Between 2013 and 2019, Camp Garfield was one of five sites considered as the location of a proposed Eastern United States missile defense site. It was renamed for James A. Garfield, the 20th President of the United States, on October 18, 2018. Garfield lived in Portage County for many years prior to his election as president, and as a state senator in the 1860s, helped appropriate funds to create the Ohio volunteer forces, the precursor to the Ohio National Guard.

==In popular culture==
The essayist Scott Russell Sanders spent part of his childhood living on the grounds of the Ravenna Arsenal. The Arsenal figures prominently in his memoirs The Paradise of Bombs (1987) and A Private History of Awe (2006).

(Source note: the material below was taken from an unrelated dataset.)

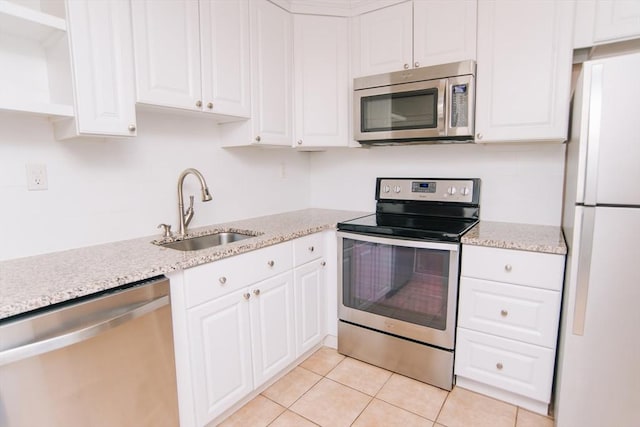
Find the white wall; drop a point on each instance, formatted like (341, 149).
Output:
(520, 183)
(113, 189)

The Hole in the Horn Buck is officially listed as the second largest non-typical white-tailed deer of all time by the Boone and Crockett Club. The buck's antlers score 328 2/8 non-typical points. The name of the buck derives from the mysterious hole in his right antler. It was later claimed by eyewitness George Winters to have been inflicted by a piece of chain-link fence which pierced the antler shortly before the buck died. The world record white-tailed deer was stuck under the fence to the Ravenna Arsenal in 1940.

The site can be seen in Marvel's 2014 film Captain America: The Winter Soldier.

The Ravenna Arsenal is mentioned in author John Birmingham's novel "World War 3.1," part of his Axis of Time series of science fiction novels.